The application of 3D seismic technology has revolutionized the field by offering detailed images of the subsurface. For instance, a 3D seismic dataset from offshore Australia reveals a complex system of marine channels and related sedimentary deposits, which are critical for understanding the geology and potential hydrocarbon reservoirs of the area[2]. The inline and crossline sections in these datasets provide perpendicular views of the geological features, offering a comprehensive understanding of the subsurface structures[2].
One of the advanced processing techniques used in seismic surveys is migration, which corrects the apparent positions of subsurface features by accounting for the bending, scattering, and directional changes of seismic energy[2].
This results in sharper images that more accurately reveal the underlying geology, essential for precise evaluations of potential drilling sites. In recent years, the integration of geological, petrophysical, geomechanical, and geophysical data has become increasingly important in characterizing shale gas plays[3].
A case study from the Montney Formation in Western Canada exemplifies this integrated approach, combining surface seismic data, elastic property volumes, petrophysical data, and micro-seismic monitoring results to provide a comprehensive evaluation of the reservoir[3].
Technological advancements have also enhanced the accuracy and efficiency of shale gas exploration. Innovations such as remote sensing, advanced modeling software, and improved seismic processing techniques allow for more precise assessments of potential sites, thereby reducing risks and maximizing resource recovery[4].

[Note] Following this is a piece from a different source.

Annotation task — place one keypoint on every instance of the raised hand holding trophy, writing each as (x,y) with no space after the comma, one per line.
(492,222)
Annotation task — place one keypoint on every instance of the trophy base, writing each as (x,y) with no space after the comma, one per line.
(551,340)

This integrated seismic-to-simulation workflow is critical in identifying the highest-productivity “sweet spots” within shale gas plays, ensuring that resources can be accessed responsibly and effectively.
Integrated Seismic-to-Simulation Workflow The Integrated Seismic-to-Simulation Workflow is a sophisticated approach that integrates seismic data processing and simulation techniques to identify the highest-productivity sweet spots in shale gas plays. This workflow is particularly beneficial in mature field case studies, where bypassed pay zones can be exploited through infill drilling strategies.
Workflow Execution
The high-fidelity seismic-to-simulation workflow begins with seismic cross-equalization and extends through well planning. This method ensures consistency between the subsurface model and historical production data, reducing risks and uncertainties associated with seismic interpretations and simulation results[5].

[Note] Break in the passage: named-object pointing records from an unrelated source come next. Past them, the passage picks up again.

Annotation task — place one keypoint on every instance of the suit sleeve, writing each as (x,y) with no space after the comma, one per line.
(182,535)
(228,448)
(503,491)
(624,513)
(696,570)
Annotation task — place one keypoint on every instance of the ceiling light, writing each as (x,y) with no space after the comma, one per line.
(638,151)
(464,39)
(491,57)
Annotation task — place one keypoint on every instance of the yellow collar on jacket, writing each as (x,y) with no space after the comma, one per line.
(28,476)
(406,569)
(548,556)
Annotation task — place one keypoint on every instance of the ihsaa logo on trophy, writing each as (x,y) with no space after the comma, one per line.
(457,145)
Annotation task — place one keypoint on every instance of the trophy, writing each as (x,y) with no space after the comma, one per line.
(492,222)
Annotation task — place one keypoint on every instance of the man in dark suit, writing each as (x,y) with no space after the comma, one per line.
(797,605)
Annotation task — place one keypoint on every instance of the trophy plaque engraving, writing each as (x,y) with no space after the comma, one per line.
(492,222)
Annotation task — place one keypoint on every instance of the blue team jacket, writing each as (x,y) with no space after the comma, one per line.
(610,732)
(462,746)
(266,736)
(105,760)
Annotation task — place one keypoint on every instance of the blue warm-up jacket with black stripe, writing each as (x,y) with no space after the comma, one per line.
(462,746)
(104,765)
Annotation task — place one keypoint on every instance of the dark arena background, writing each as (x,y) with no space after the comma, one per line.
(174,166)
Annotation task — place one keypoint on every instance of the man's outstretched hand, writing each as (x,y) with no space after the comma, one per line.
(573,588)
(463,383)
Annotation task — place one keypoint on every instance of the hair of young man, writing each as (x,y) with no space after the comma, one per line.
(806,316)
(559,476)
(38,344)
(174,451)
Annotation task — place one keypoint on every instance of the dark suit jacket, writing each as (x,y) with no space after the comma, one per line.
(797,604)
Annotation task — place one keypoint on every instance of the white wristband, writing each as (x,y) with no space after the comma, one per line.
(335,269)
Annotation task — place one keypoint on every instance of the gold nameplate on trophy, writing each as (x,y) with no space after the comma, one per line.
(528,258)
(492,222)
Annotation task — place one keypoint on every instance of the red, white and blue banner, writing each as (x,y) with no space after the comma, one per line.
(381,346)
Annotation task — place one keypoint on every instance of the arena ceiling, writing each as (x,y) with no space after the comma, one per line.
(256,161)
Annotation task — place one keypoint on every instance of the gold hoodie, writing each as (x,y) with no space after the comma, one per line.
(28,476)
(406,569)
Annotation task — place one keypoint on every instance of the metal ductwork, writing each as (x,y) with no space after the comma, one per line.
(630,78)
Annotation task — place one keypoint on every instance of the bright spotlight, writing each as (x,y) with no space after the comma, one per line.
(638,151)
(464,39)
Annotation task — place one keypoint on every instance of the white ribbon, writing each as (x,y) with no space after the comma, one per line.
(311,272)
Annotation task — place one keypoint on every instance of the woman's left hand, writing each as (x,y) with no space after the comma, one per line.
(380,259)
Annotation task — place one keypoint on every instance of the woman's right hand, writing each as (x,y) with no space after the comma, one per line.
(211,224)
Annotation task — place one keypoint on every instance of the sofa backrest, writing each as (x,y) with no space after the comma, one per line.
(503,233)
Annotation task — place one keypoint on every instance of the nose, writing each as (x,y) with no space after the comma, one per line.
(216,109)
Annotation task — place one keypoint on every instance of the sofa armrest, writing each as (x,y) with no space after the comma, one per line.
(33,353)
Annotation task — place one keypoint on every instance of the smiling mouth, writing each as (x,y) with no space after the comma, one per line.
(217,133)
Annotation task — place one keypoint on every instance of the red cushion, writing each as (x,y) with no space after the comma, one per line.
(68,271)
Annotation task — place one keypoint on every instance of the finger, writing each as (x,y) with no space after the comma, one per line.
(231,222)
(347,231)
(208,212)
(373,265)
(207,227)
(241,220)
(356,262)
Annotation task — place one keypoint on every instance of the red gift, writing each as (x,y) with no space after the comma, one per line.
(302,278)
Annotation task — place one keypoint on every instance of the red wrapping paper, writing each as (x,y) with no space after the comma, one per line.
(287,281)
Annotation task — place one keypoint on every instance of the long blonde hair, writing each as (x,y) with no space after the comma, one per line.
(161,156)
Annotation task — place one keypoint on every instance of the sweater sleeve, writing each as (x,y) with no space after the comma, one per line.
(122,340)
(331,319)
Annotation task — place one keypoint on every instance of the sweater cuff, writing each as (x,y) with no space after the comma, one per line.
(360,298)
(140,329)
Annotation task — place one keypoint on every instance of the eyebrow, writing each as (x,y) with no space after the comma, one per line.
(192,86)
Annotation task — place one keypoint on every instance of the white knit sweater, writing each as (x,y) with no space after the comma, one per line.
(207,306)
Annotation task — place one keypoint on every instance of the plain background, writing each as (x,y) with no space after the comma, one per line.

The workflow employs depth and time-driven 4D processes to reconcile seismic and simulation data, thereby minimizing upscaling ambiguities and resampling artifacts. Techniques such as accurate velocity modeling and a priori planning of reservoir and simulation spatial grid scales are used to enhance the precision of the analysis[5].
Processing and Techniques
The processing of seismic data involves various techniques to attenuate random noise, coherent noise, and multiple reflections. Methods to mitigate these interferences include exploiting the signal uncorrelated from trace to trace, and leveraging the linearity in the frequency-wavenumber and slant-stack domains[6].
Multiples can be attenuated by using velocity discrimination techniques in the common-midpoint, slant-stack, and velocity-stack domains[6]. The Fourier transform underpins much of the digital signal processing applied to seismic data.

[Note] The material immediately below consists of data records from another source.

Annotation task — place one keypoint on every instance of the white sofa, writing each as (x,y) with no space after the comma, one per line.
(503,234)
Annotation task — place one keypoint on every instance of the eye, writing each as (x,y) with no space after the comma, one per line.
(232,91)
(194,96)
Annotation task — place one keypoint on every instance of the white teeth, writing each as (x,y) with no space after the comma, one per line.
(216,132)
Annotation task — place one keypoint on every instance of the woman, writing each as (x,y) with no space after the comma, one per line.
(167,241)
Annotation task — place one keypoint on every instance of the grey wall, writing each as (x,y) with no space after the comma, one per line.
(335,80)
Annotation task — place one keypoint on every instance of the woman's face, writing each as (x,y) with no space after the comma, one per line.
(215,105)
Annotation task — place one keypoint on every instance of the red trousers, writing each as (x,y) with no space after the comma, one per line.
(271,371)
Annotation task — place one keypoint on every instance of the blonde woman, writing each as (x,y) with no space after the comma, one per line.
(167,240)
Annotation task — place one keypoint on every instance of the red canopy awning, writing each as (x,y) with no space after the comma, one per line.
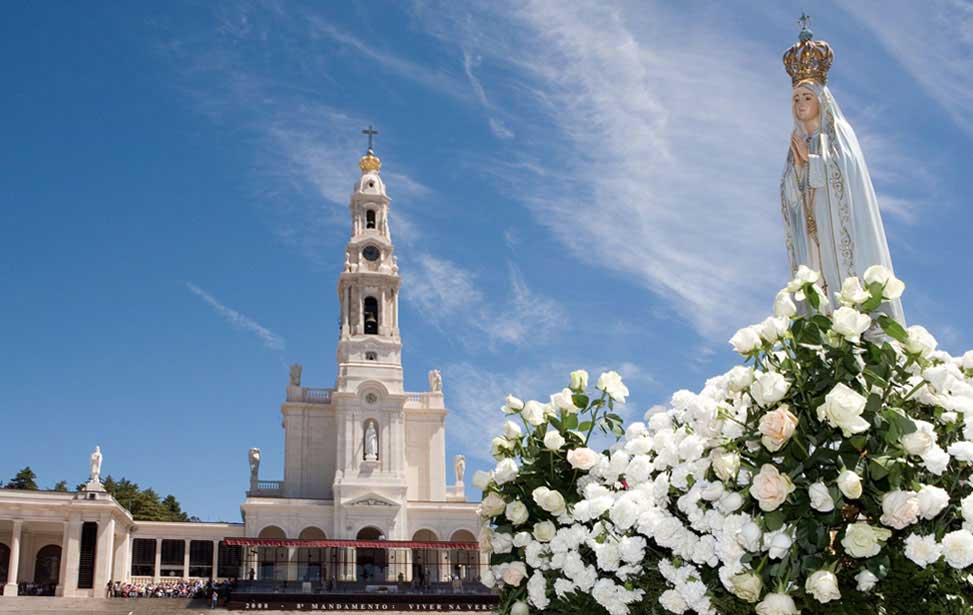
(365,544)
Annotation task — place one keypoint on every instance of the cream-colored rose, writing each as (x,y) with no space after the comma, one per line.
(821,499)
(492,505)
(544,531)
(823,585)
(725,463)
(958,549)
(777,427)
(583,458)
(842,408)
(516,512)
(777,604)
(770,488)
(553,440)
(849,323)
(768,388)
(747,586)
(863,540)
(550,500)
(900,509)
(850,484)
(579,380)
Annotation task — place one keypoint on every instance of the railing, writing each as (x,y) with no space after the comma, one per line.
(267,489)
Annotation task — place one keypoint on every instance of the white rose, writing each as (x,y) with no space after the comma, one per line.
(892,286)
(505,471)
(823,585)
(920,341)
(900,509)
(842,408)
(550,500)
(513,573)
(519,608)
(740,378)
(852,292)
(932,501)
(850,484)
(821,499)
(511,430)
(863,540)
(533,413)
(544,531)
(777,604)
(958,548)
(513,405)
(516,512)
(747,586)
(804,275)
(777,427)
(725,463)
(563,401)
(920,441)
(849,323)
(772,329)
(492,505)
(769,388)
(553,440)
(923,550)
(579,380)
(770,488)
(583,458)
(962,450)
(866,580)
(784,306)
(746,340)
(481,479)
(611,383)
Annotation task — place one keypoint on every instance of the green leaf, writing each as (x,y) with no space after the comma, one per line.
(893,329)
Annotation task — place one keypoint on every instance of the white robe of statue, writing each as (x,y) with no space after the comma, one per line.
(849,225)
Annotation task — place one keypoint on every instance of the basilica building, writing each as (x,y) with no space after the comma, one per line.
(365,500)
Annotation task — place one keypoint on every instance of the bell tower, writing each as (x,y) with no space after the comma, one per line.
(368,289)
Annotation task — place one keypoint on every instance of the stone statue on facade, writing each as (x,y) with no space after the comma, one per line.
(459,466)
(96,458)
(254,457)
(296,370)
(435,381)
(371,442)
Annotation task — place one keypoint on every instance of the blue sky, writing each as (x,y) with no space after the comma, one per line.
(573,185)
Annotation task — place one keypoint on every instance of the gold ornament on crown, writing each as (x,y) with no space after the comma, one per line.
(807,59)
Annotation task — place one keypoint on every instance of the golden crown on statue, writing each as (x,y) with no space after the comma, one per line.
(807,58)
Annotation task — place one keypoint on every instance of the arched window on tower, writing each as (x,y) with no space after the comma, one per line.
(371,315)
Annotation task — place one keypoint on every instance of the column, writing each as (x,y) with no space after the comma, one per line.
(70,558)
(13,568)
(158,561)
(104,553)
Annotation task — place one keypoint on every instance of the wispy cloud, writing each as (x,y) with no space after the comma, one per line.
(271,340)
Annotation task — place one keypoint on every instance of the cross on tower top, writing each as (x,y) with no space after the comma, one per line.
(370,132)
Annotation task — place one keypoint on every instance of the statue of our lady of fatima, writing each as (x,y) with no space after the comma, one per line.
(831,215)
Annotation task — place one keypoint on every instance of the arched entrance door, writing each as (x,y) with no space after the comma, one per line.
(370,564)
(47,565)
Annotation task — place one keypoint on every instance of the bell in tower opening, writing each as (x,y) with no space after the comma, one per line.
(371,316)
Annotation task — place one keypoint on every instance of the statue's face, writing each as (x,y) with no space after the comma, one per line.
(805,104)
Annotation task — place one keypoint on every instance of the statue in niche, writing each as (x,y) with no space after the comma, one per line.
(831,214)
(435,381)
(96,459)
(296,370)
(254,457)
(371,442)
(459,466)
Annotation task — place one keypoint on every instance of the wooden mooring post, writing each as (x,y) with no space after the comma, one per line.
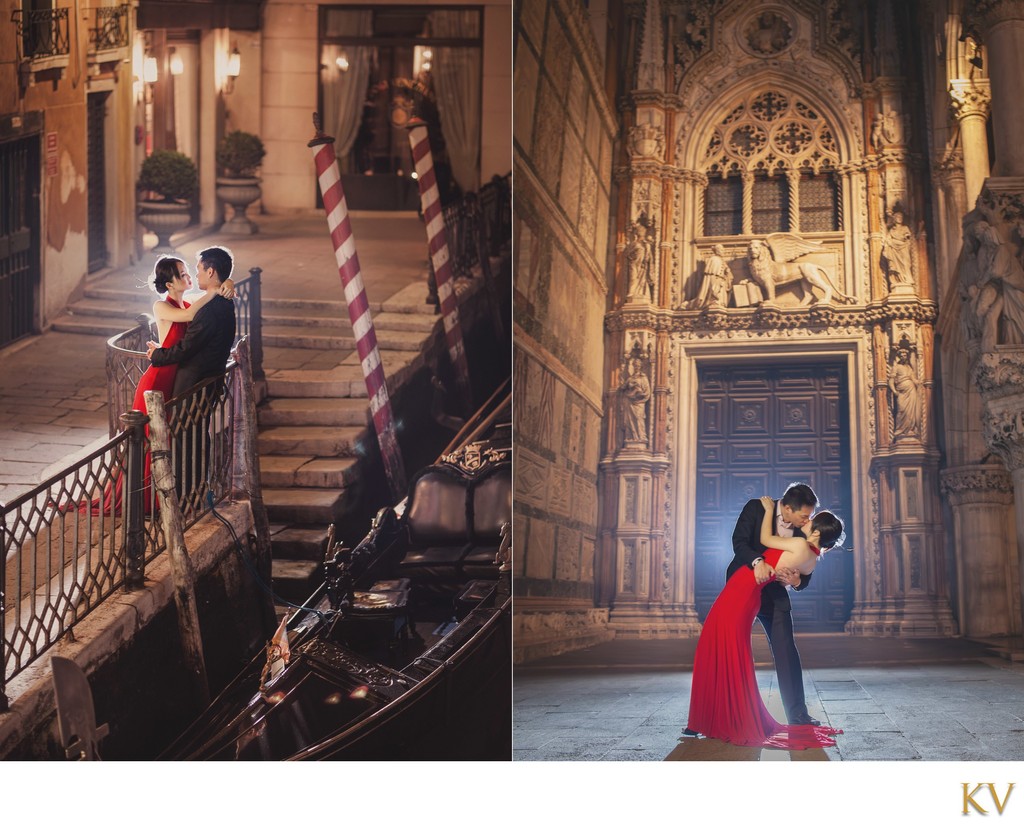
(181,568)
(246,480)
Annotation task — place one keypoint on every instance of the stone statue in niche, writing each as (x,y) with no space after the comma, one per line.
(887,130)
(640,260)
(898,251)
(991,277)
(635,395)
(647,140)
(906,396)
(717,282)
(773,265)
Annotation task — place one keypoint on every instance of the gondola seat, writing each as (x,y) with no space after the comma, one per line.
(453,519)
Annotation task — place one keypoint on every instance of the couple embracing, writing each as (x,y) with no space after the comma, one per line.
(776,544)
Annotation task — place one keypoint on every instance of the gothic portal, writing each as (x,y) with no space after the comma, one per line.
(738,233)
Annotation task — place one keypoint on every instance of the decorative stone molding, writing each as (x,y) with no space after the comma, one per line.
(977,484)
(971,97)
(813,321)
(981,15)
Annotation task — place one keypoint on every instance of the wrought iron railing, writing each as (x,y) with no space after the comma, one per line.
(476,226)
(126,361)
(111,31)
(75,539)
(41,33)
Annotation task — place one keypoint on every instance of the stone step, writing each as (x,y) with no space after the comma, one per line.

Processing algorithms are designed for either single-channel or multichannel time series and fundamentals of signal processing also encompass examining characteristics of seismic signals, such as primary reflections from layer boundaries and various types of noise[6].
Seismic Survey Design
Seismic survey design is influenced by factors such as the intended use of the data, desired resolution, target depth, and data quality. The selection of seismic sources and receivers, such as geophones or wireless seismic nodes, depends on the geological environment and project objectives. For instance, explosive sources are better for deep target depths, while seismic vibrators are suitable for shallow depths[7].
A 4D seismic survey utilizes 3D seismic data acquired at different time intervals to assess changes in a producing hydrocarbon reservoir, such as fluid movement, saturation, and reservoir pressure and temperature. This is especially useful for monitoring the dynamic aspects of a reservoir over time[7].
Data Acquisition and Integration
Seismic data can be acquired on land or at sea, using grids of receivers and strategically positioned sources. On land, the sources and receivers are deployed in a grid pattern, while in marine environments, sources and streamers are deployed off the back of a moving ship[2].
The collected seismic data is then analyzed to define the necessary resolution, noise levels, and geometry for the layout of the source and receiver lines. This comprehensive analysis helps in achieving good data quality and efficient survey execution[7].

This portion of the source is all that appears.